Ricardo Tosto, sócio-fundador da Leite, Tosto e Barros, vê escalada na geração distribuída de energia

Em outubro de 2015, a ANEEL trouxe números correspondentes à geração distribuída, onde foram apontados que houve significativo aumento nas solicitações para pequenos postos que geram energia.

Segundo a Agência Nacional de Energia Elétrica, em outubro de 2015 estavam contabilizadas apenas mil adesões de geração direcionada, porém, já em dezembro, o número havia alcançado 1.731 conexões, o que significou aumento de 70% no número de conexões e resultou em 16,5 megawatts (MW) utilizados. Um explícito crescimento na demanda.

O levantamento realizado em comparação a dois anos anteriores, 2014 e 2015, que apontou crescimento de 308% em 2016. O sócio fundador do escritório de advocacia Leite, Tosto e Barros,  Ricardo Tosto, concorda que este crescimento está relacionado à forte crise enfrentada pelo setor de energia elétrica no Brasil, seja pela ineficiência das obras ou pela falta de investimentos.

O momento de turbulência econômica e as restrições de crédito também são fatores que resultam na dificuldade em se conseguir investimentos. Prova disto, é a diminuição de volume no crédito cedido pelo BNDES devido a fatores como o ajuste fiscal, restringindo as permissões para financiamento e o aumento na taxa referencial de operações, a TJLP (Taxa de Juros de Longo Prazo).

Desta maneira, Ricardo Tosto vê a geração distribuída como principal recurso para alimentar as redes elétricas dos consumidores. Estas unidades são capazes de gerar energia em pequeno porte para o abastecimento de suas unidades consumidoras locais. A diferença deste tipo de investimento é seu valor relativamente baixo quando comparado às vultuosas operações do setor elétrico. Isto se dá, principalmente, pelo uso de fontes renováveis, como a solar, que poderia ser melhor incentivada e viabilizada em regiões com gargalo de geração e transmissão de energia.

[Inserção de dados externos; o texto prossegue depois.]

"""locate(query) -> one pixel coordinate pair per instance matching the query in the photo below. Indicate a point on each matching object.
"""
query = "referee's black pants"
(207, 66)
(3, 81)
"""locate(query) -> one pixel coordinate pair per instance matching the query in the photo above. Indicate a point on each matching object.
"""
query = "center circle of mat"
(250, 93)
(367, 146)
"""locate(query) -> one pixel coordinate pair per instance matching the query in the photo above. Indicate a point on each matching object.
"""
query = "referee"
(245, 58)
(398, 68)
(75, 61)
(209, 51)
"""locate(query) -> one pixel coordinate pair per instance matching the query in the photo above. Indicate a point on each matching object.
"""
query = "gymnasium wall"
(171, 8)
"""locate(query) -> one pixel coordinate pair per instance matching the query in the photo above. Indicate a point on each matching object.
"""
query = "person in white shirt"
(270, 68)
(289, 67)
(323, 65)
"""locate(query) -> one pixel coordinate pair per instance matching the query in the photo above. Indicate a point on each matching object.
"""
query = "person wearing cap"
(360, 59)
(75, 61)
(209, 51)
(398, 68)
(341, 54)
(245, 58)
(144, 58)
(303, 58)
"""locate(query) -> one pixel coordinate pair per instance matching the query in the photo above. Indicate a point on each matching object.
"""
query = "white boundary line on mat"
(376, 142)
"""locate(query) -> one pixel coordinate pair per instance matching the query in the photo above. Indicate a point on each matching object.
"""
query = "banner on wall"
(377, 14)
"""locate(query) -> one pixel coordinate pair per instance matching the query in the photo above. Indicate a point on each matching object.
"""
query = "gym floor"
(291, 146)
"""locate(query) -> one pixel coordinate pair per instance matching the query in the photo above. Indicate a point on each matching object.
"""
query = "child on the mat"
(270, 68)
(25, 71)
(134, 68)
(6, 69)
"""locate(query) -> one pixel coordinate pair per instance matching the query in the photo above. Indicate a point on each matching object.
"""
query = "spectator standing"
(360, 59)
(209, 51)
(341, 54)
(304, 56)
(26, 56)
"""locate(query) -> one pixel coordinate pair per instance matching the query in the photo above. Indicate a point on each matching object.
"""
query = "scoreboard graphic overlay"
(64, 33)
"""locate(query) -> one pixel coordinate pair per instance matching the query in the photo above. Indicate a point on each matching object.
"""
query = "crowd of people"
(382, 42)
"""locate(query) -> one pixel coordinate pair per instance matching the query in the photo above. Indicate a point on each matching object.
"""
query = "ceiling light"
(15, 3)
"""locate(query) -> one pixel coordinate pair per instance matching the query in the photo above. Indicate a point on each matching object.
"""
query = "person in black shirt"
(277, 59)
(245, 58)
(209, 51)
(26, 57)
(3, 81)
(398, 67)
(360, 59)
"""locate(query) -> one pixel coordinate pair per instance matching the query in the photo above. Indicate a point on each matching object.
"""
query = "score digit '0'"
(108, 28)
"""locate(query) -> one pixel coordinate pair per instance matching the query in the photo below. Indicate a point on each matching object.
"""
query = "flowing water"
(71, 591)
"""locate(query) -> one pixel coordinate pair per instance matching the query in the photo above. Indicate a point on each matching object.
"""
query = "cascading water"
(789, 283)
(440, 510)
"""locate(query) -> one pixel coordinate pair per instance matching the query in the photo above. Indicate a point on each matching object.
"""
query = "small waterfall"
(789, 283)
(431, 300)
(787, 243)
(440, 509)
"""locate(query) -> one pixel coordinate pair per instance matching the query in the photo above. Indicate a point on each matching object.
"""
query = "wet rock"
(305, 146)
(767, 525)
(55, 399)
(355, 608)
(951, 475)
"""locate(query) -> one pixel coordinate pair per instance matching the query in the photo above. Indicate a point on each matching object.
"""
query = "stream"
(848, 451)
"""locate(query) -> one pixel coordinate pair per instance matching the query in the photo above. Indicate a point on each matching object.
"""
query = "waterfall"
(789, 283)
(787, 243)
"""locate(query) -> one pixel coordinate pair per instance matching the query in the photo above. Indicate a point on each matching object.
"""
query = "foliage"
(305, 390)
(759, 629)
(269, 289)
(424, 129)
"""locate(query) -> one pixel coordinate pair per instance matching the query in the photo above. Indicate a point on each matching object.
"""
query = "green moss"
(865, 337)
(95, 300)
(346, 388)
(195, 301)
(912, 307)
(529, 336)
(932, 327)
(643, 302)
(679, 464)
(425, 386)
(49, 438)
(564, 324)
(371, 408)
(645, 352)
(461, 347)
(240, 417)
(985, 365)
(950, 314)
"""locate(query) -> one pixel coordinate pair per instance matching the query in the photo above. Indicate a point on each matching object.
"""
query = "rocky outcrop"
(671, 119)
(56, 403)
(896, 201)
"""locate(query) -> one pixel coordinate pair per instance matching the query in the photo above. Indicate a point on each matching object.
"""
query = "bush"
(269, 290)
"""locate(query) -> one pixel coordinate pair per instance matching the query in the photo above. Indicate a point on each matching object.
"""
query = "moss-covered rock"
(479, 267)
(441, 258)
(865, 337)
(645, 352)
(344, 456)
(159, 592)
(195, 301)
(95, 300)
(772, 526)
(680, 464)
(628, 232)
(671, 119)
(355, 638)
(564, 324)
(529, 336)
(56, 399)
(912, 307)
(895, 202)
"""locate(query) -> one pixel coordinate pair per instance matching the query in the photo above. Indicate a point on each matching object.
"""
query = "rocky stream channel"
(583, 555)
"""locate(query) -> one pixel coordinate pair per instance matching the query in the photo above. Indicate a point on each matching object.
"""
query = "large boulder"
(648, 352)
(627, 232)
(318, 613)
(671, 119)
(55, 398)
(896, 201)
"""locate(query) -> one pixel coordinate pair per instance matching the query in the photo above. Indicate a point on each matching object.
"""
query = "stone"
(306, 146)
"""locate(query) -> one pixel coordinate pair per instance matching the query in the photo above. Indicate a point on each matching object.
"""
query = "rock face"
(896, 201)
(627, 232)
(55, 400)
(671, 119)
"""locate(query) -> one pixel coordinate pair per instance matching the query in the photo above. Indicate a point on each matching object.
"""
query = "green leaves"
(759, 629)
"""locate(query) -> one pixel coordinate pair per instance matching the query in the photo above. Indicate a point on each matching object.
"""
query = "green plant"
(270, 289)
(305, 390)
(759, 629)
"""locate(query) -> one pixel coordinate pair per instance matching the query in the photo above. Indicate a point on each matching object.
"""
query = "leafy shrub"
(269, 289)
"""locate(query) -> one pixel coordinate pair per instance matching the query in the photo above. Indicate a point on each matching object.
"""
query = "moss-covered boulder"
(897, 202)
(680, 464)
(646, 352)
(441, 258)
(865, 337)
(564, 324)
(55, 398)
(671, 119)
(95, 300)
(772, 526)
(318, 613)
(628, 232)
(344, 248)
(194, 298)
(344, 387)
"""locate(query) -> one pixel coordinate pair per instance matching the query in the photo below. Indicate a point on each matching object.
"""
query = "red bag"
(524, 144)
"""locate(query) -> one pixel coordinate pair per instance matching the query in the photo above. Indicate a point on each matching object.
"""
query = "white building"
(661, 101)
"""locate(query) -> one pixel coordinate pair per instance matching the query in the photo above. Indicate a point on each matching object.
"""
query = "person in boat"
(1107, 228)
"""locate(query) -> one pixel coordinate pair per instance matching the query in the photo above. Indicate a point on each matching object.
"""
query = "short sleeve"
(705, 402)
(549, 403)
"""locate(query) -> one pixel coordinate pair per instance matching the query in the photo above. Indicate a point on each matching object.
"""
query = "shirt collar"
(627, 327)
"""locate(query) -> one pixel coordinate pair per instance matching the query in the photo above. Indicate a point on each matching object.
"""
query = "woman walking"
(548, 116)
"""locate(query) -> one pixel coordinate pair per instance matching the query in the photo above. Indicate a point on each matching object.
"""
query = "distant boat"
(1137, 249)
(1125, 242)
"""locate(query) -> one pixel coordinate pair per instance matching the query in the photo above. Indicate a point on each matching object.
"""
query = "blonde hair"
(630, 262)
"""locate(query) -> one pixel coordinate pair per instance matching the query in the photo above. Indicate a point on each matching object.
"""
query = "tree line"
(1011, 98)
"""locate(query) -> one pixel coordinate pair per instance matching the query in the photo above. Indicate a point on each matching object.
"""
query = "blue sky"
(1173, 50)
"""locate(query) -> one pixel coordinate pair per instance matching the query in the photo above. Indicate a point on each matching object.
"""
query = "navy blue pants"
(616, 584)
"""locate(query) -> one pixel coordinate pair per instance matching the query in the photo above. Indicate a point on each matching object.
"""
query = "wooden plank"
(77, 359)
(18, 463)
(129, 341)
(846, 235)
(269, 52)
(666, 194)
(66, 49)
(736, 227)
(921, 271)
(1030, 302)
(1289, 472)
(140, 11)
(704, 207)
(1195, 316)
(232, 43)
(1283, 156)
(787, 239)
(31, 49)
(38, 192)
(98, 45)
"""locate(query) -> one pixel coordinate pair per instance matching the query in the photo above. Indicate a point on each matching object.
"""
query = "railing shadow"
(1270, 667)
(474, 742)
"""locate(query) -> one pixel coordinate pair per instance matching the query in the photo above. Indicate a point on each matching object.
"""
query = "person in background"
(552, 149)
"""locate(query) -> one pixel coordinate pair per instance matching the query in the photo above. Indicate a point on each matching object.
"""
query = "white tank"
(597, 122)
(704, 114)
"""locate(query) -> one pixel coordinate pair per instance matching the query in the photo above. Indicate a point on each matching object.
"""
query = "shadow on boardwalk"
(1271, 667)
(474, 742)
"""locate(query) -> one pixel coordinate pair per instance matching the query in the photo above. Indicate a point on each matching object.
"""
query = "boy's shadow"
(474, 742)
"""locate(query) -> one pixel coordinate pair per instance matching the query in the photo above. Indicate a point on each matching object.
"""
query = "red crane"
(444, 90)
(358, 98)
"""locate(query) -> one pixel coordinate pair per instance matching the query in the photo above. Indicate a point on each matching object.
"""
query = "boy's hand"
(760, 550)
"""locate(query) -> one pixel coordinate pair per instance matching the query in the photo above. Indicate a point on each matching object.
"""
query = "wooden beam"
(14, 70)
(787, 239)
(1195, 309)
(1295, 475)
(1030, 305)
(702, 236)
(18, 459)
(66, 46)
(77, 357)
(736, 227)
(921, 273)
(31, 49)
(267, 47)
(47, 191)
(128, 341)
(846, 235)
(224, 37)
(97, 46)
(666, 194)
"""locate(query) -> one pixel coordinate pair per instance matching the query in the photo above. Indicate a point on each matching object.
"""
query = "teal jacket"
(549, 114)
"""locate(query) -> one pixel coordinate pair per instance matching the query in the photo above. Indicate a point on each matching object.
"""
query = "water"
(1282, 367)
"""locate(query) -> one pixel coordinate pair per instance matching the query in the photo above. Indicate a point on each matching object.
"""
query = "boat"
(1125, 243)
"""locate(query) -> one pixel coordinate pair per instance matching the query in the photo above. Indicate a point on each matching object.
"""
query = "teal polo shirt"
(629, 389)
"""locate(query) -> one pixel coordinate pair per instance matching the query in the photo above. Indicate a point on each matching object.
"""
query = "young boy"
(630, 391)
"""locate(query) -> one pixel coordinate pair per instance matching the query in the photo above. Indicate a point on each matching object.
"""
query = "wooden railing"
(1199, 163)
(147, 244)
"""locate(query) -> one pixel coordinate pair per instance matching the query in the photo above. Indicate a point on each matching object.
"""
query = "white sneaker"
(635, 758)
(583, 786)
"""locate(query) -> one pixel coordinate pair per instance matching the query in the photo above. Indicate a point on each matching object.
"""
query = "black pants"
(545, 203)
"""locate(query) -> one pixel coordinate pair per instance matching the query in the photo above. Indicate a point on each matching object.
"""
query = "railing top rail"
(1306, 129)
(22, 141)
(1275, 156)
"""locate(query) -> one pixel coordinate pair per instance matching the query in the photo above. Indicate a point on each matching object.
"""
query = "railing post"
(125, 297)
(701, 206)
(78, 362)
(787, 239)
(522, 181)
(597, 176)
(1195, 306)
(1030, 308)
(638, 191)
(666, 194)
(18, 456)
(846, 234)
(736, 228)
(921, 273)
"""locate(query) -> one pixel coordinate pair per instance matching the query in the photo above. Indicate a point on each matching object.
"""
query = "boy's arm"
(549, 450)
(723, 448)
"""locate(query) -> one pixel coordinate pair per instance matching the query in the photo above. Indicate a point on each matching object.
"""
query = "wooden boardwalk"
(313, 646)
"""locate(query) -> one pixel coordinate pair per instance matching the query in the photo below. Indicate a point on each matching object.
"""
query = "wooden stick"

Esta falta de incentivo é notada em atitudes do governo brasileiro que destoam da realidade.

Um exemplo, foi a assinatura em Paris a respeito de um compromisso na redução de gases estufas em 43% até 2030. Porém, diferente do prometido nesta reunião, o Governo ainda mantém vetos que não permitem o estímulo ao uso da energia limpa, como a solar e a eólica, na distribuição.

Ricardo Tosto analisa a ANEEL mais ativa em comparação à pouca movimentação do governo, já que a agência tem buscado regulamentações que possam oferecer incentivo no setor de Geração de Distribuição. Em novembro de 2015, houve uma significativa alteração de modo a adaptar a prática dos pequenos distribuidores com o atual cenário do setor elétrico.

Com essa atualização, Ricardo Tosto enxerga a possibilidade de os consumidores/geradores acumularem créditos com as distribuidoras e, assim, o excesso de energia não consumido poderia ser atualizado como benefícios por meio do CPF ou CNPJ. Contudo, nota-se ainda que o regulador resiste às mudanças mais significativas para a população, já que além desta compensação por energia gerada e não consumida, parte dos créditos acumulados poderiam ser vendidos.

Outro benefício interessante que o advogado Ricardo Tosto levanta nesta resolução da ANEEL, é a “geração compartilhada”, onde diferentes interessados podem se unir em um consórcio ou cooperativa para que sejam instalados um micro ou mini rede de geração distribuída. Esta iniciativa fomenta a adesão por consumidores e contribui com seu ganho de escala, favorecendo o empreendedorismo no negócio de geração renovável.